@trilinos/epetraext
I have a use case for multiplying matrices that may have empty columns (with respect to the domain map). These matrices describe interactions between degrees of freedom in a multiphysics application and the matrix-matrix product is used to construct the final sparsity pattern. In some cases, the interaction may be restricted to a subdomain of the global mesh, which leads to empty columns (which are defined on the full domain of a DoF). Unfortunately, this seems to fail in serial runs (but works in parallel).

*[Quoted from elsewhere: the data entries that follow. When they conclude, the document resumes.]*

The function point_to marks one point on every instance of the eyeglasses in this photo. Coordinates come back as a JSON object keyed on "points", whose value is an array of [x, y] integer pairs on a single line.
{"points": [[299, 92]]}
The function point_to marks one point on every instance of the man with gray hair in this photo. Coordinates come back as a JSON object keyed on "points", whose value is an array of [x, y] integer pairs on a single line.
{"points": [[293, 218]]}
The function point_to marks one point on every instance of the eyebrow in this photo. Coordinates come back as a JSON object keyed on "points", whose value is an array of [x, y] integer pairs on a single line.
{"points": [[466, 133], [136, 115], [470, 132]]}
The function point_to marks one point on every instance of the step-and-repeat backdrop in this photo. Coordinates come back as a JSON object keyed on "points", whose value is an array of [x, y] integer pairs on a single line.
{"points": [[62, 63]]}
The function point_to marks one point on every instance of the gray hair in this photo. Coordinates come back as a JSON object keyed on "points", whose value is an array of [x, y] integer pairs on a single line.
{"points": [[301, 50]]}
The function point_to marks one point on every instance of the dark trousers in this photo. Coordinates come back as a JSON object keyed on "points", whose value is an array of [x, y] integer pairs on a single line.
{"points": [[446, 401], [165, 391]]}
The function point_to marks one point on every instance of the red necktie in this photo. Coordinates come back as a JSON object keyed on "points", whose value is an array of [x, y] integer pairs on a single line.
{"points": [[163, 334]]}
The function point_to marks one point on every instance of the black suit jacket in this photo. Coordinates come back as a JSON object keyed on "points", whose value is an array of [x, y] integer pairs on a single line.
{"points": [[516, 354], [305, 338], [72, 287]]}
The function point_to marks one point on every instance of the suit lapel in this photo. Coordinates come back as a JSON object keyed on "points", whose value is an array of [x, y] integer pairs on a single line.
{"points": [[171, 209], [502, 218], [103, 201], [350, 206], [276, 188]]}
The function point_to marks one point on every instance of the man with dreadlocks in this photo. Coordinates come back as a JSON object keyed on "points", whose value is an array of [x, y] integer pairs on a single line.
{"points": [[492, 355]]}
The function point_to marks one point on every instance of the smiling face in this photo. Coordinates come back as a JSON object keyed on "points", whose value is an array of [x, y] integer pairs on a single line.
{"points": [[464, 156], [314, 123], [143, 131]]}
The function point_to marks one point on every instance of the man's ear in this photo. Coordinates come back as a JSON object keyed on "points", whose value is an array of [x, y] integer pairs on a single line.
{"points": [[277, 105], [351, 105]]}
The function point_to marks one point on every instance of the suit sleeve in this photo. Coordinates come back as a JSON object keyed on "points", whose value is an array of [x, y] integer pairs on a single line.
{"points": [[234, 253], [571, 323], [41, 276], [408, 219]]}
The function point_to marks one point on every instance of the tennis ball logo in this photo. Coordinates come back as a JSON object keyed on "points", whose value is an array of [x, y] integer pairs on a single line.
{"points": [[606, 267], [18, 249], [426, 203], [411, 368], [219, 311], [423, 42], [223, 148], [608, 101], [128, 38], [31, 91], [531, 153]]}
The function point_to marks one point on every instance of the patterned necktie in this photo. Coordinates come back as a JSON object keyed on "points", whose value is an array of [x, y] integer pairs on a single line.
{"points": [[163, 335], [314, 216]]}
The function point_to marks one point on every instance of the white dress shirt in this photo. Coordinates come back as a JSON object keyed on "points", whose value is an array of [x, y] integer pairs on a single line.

Consider the following test:
#include "Epetra_MpiComm.h"
#include "Epetra_FECrsMatrix.h"
#include "EpetraExt_MatrixMatrix.h"
int main(int argc, char **argv)
{
MPI_Init(&argc, &argv);
Epetra_MpiComm comm(MPI_COMM_WORLD);
Epetra_Map range(1LL, 0, comm);
Epetra_Map domain(2LL, 0, comm);
Epetra_FECrsMatrix A(Copy, range, 0, false);
long long const col = 1;
double const val = 1.0;
A.InsertGlobalValues(0LL, 1, &val, &col);
A.GlobalAssemble(domain, range);
Epetra_FECrsMatrix B(Copy, domain, false);
EpetraExt::MatrixMatrix::Multiply(A, true, A, false, B);
MPI_Finalize();
return 0;
}
This program creates a (distributed) 1x2 matrix, populates the (0,1) entry with a nonzero value, and attempts to compute B = A^T * A. It works fine with 2 MPI ranks, but in a serial run a segfault is encountered on Epetra_Import_Util.cpp:374 with the following stack trace:
Epetra_Import_Util::TUnpackAndCombineIntoCrsArrays<long long> Epetra_Import_Util.cpp:374
Epetra_Import_Util::UnpackAndCombineIntoCrsArrays Epetra_Import_Util.cpp:463
Epetra_CrsMatrix::FusedTransfer<Epetra_Export> Epetra_CrsMatrix.cpp:5030
Epetra_CrsMatrix::FusedExport Epetra_CrsMatrix.cpp:5211
EpetraExt::MatrixMatrix::Tmult_AT_B_newmatrix<long long> EpetraExt_MatrixMatrix_mult_A_B.cpp:1606
EpetraExt::MatrixMatrix::mult_AT_B_newmatrix EpetraExt_MatrixMatrix_mult_A_B.cpp:1626
EpetraExt::MatrixMatrix::TMultiply<long long> EpetraExt_MatrixMatrix.cpp:1270
EpetraExt::MatrixMatrix::Multiply EpetraExt_MatrixMatrix.cpp:1320
main main.cpp:20
The offending line is:
TargetPids[ToRow + j - FromRow] = (SourcePids[Source_colind[j]] != MyPID) ? SourcePids[Source_colind[j]] : -1;
Here, SourcePids is an empty vector, which was supposed to be populated in Epetra_Util::GetPids(*MyImporter,SourcePids,false) called on line Epetra_CrsMatrix:4890, but never was, because the MyImporter's Epetra_Distributor is null (it was never created, presumably because it is not needed for a serial run), and that error was silently ignored. I'm sorry if this makes no sense, I'm not familiar with Epetra internals at all, this is as far as I could trace it.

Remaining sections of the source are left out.